Rev. John Witherspoon was the president of Princeton College. He accepted the appointment in 1768 after the untimely death of Jonathan Edwards. Before that he was a Presbyterian pastor at Paisley in Scotland. Many large churches were keen for him to lead them.
He also preached with influence. On May 17, 1776, two days after the congress had taken the first steps towards separation from Britain, he delivered a sermon (later published and widely read) entitled The Dominion of Providence (God) over the Passions of Men. Here’s a quote: “The confederacy of the colonies (resulted from) a conviction that our civil & religious liberties depended on the issue.” He taught what was at stake was the principle of a Christian commonwealth dedicated to God.
These Bible-based ideas were the lightening that sparked the fire of the American Revolution. God-fearing patriots were encouraged to throw off tyranny by the sermons of caring pastors. The Great Awakening, a national revival inspired the colonists. The church fostered the American state. The USA was born in church!

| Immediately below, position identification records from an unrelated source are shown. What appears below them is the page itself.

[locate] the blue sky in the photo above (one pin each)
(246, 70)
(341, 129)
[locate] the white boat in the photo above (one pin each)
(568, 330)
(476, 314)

Even in the English parliament they recognized what was happening. Horace Walpole’s speech concluded: “There is no use crying about it, cousin America has run off with this Presbyterian parson.”
Now that the flames of relationship with God have ebbed low in a very wealthy and secular nation, some Americans would like to rewrite Revolutionary History. We want to recreate the past in our own image. Heed the Jewish prophet’s warning: “The arm of the Lord is not too short to save, but your sins have hidden God’s face from you so that He will not hear.”
Americans need another revolution. A new form of enslavement has come upon us. Our King George is the despot of personal selfishness. Is there a John Witherspoon in your pulpit or on the page you read? God says this is the day of your liberty. The Bible proclaims: “If we claim to be without sin we deceive ourselves” but also: “If we confess our sins He (God) is faithful and will forgive.” Selfish One, stop pretending to be free. Let God strike your materialistic chains. Seek Him today.
Andrew Paton of Clinton Church of the Nazarene, born in Africa, has pastored in Hunterdon County since 1997. Before that he ministered in Durban and Bedfordview, South Africa and prior to that was an officer in The Salvation Army. He has been in full time Christian leadership since 1975. He and his wife Carol have two married sons and five grandchildren.